John Sharpe
- Country (sports): Australia Canada
- Born: 18 May 1939 (age 86) Melbourne, Australia
- Plays: Left-handed

Singles
- Career record: 10-16

Grand Slam singles results
- Australian Open: 2R (1963, 1964, 1965)
- French Open: 1R (1965)
- Wimbledon: 2R (1962)
- US Open: 4R (1961)

= John Sharpe (tennis) =

Australian-born Canadian tennis player

John Sharpe (born 18 May 1939) is an Australian born Canadian former professional tennis player.

Born in Melbourne, Sharpe featured in the main draw of all four grand slam tournaments while touring as an Australian in the early 1960s. His best performance came at the 1961 U.S. National Championships, where he made it through to the fourth round.

Sharpe studied in the United States at Pan American College, Texas and was a member of their collegiate tennis team.
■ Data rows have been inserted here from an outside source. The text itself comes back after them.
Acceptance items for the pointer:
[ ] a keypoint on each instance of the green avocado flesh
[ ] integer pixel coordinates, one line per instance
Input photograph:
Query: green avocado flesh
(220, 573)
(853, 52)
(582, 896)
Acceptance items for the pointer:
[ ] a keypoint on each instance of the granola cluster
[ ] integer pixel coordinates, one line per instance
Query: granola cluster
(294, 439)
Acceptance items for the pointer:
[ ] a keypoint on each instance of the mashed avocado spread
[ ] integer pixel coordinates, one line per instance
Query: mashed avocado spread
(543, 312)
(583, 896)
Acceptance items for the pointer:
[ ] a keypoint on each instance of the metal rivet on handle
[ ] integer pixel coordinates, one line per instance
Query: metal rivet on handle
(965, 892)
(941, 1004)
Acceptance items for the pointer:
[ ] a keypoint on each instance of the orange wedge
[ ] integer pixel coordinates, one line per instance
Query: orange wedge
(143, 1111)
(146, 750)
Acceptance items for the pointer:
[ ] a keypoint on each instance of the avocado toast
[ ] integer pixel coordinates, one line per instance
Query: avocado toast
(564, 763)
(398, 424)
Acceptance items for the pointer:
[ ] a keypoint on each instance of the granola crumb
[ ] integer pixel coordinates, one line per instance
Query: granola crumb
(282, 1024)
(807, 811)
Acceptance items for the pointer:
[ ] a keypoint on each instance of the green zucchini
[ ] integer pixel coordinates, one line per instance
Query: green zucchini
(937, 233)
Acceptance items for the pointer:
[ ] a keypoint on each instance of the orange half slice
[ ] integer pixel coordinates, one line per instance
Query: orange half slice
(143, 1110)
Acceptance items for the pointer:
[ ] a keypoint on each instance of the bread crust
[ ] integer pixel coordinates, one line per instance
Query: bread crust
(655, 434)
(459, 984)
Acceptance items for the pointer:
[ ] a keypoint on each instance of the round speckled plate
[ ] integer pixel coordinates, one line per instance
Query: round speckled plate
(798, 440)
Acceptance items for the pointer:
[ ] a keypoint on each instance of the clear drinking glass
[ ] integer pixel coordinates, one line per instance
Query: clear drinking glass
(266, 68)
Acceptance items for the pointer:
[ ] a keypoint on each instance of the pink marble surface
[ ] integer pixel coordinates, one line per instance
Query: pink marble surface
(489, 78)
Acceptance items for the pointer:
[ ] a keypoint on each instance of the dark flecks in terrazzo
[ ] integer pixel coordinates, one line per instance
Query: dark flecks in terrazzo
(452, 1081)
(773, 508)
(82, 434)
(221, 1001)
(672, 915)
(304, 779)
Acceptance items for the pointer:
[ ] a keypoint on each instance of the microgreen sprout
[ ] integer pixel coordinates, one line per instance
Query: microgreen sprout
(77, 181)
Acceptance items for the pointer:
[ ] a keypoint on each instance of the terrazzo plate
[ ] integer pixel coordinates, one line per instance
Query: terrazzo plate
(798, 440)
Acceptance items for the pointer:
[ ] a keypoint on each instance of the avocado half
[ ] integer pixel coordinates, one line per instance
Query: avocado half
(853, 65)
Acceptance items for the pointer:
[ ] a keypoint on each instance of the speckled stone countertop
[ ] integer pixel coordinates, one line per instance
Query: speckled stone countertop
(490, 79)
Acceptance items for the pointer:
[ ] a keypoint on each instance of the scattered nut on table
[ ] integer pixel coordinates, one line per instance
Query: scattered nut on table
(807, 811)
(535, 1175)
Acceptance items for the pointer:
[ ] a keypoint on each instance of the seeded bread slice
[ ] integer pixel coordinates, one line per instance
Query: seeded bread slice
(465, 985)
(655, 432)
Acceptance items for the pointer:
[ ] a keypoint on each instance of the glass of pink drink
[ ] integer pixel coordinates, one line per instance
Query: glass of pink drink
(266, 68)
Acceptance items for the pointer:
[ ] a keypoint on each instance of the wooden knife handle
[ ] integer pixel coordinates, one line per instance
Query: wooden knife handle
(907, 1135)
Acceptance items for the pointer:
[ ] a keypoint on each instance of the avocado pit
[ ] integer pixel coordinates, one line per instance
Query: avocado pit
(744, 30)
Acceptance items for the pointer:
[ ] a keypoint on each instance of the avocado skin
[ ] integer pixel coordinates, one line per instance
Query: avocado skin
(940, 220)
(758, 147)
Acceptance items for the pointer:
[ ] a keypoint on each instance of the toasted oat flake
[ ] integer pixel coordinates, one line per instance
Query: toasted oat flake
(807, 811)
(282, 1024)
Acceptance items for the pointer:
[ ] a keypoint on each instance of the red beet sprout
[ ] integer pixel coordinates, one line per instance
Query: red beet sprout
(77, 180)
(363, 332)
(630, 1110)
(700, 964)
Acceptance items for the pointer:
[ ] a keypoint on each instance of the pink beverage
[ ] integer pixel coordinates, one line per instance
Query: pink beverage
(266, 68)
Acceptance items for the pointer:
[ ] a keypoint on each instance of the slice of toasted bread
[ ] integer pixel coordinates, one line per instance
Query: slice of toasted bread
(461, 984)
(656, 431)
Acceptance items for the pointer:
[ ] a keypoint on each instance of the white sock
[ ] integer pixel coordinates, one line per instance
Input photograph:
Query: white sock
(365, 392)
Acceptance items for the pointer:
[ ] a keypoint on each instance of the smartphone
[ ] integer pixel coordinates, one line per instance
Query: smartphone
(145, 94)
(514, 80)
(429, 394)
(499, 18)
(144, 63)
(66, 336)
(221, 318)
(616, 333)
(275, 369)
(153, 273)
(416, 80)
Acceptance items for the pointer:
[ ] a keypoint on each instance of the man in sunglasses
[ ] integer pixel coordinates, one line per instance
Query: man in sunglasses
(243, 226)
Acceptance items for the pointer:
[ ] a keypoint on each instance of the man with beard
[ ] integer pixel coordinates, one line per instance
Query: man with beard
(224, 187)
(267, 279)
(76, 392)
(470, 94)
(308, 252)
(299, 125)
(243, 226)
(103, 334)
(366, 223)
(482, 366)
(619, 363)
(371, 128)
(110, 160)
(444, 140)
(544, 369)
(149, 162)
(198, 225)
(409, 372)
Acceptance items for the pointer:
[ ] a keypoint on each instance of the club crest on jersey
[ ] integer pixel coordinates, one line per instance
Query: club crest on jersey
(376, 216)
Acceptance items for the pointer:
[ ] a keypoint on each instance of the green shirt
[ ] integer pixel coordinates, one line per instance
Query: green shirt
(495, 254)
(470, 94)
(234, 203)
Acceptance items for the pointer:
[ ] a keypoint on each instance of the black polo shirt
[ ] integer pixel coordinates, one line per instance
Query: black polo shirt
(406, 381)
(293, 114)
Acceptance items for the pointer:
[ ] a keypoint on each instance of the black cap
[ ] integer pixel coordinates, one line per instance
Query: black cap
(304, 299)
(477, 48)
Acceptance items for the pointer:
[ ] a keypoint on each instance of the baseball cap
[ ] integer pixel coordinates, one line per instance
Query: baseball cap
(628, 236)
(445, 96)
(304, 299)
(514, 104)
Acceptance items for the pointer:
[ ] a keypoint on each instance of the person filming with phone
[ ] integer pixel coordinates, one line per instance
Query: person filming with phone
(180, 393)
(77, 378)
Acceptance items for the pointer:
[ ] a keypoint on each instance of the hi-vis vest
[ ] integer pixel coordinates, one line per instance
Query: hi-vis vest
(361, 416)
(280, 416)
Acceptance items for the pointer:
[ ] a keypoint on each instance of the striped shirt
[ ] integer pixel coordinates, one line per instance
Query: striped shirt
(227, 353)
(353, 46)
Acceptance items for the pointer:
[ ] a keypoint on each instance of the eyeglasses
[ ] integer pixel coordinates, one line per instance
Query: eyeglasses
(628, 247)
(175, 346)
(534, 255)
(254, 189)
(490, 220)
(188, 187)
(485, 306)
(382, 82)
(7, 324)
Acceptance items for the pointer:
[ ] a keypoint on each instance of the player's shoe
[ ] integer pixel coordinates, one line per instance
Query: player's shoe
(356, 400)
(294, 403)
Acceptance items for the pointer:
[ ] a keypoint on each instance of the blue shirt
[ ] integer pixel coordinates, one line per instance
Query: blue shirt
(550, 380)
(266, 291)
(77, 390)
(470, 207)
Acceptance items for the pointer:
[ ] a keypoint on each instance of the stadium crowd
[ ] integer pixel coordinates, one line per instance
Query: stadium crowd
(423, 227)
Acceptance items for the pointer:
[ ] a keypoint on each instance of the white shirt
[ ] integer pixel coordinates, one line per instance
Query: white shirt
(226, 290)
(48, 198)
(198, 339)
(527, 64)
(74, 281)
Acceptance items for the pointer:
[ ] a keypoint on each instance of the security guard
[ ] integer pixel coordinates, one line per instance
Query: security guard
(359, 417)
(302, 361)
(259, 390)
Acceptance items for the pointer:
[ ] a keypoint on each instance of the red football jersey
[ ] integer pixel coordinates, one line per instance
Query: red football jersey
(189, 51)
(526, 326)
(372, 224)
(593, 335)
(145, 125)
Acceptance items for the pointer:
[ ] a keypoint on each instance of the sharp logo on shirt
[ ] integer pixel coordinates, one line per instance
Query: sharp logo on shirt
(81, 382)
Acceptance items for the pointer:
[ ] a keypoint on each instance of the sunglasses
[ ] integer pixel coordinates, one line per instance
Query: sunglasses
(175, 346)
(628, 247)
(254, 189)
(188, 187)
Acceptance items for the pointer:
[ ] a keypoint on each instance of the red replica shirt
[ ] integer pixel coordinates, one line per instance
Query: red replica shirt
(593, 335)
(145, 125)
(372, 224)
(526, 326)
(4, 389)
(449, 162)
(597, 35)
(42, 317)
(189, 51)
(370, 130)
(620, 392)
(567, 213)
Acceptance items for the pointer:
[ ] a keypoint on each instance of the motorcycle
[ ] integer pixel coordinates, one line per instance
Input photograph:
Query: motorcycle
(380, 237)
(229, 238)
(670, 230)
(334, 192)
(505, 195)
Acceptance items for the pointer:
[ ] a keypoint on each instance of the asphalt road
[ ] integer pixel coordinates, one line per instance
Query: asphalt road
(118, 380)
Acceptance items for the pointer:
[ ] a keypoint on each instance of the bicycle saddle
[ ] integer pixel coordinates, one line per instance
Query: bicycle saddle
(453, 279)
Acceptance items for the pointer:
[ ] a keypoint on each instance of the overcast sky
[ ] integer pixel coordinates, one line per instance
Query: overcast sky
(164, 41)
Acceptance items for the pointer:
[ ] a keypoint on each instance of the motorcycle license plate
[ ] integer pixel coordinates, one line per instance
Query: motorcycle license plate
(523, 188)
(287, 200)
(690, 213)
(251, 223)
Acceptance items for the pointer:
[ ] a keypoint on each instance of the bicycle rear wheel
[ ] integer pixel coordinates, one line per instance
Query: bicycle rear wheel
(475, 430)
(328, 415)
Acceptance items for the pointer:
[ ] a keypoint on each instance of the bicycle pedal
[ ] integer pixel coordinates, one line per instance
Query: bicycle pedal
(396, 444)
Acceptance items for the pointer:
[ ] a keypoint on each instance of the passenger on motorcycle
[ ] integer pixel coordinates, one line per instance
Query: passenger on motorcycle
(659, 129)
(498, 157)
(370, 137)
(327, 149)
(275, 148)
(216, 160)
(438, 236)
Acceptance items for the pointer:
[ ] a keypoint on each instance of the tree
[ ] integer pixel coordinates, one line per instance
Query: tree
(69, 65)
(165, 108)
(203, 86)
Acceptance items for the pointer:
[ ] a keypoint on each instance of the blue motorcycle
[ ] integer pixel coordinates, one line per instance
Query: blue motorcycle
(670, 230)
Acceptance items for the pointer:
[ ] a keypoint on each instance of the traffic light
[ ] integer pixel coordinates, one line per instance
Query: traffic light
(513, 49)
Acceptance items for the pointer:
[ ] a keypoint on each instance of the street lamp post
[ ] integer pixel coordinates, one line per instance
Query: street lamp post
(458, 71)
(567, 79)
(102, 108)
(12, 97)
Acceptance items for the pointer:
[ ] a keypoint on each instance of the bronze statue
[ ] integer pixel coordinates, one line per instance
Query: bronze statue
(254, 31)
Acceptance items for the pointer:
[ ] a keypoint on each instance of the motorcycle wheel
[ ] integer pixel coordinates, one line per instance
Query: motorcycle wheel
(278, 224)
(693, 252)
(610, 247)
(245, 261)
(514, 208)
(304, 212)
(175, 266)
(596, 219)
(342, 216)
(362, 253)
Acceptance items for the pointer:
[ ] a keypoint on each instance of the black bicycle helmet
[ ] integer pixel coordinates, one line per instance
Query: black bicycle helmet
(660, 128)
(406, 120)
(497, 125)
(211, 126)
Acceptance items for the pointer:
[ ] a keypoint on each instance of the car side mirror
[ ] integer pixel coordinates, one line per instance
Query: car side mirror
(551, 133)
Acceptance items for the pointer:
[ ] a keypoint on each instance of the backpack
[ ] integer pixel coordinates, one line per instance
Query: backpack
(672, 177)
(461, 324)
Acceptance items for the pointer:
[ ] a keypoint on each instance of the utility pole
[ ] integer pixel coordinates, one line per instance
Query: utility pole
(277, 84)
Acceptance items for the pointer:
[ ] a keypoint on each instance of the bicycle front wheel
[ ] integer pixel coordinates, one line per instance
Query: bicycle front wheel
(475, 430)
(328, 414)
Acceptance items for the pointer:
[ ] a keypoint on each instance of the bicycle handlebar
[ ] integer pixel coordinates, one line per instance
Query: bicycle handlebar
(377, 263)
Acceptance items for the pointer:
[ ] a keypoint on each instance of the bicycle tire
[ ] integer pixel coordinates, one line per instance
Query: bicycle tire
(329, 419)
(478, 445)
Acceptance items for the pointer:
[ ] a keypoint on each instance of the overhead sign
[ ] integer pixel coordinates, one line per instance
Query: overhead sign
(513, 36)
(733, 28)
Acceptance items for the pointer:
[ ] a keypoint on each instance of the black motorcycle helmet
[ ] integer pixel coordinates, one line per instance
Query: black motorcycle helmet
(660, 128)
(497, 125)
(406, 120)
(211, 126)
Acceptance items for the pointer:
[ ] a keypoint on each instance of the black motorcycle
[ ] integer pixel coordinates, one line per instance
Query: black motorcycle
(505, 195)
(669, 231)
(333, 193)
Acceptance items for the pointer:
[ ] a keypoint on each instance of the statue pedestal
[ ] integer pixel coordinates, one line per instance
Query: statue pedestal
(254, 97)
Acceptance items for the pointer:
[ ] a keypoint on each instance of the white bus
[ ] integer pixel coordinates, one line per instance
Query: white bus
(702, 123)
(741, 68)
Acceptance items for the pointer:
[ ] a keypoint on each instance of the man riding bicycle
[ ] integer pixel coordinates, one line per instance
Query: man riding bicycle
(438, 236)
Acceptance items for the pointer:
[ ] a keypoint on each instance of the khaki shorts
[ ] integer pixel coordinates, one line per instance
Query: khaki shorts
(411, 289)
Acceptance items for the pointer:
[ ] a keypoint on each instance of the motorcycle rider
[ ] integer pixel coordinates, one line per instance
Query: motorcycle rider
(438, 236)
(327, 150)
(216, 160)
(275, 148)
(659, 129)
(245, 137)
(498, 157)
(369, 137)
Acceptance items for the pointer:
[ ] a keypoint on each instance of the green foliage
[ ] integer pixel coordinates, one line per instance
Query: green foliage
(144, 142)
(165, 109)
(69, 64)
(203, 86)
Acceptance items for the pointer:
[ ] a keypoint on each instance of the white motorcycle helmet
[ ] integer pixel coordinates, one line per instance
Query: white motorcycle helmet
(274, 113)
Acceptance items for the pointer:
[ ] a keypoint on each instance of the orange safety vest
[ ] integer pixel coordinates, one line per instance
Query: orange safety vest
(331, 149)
Around 1965 he moved to Toronto for work and in 1968 became eligible to play for his adoptive country. During this period he was also studying to be a stockbroker and was largely absent from the international tour.

In 1969, he began touring again as a member of the Canada Davis Cup team, appearing in a total of five ties in three years. This includes a 3-2 win over New Zealand in 1970 to qualify Canada for the Americas Inter-Zonal Final, with his singles win over Onny Parun as well as his doubles victory against Parun and Brian Fairlie important to the final outcome.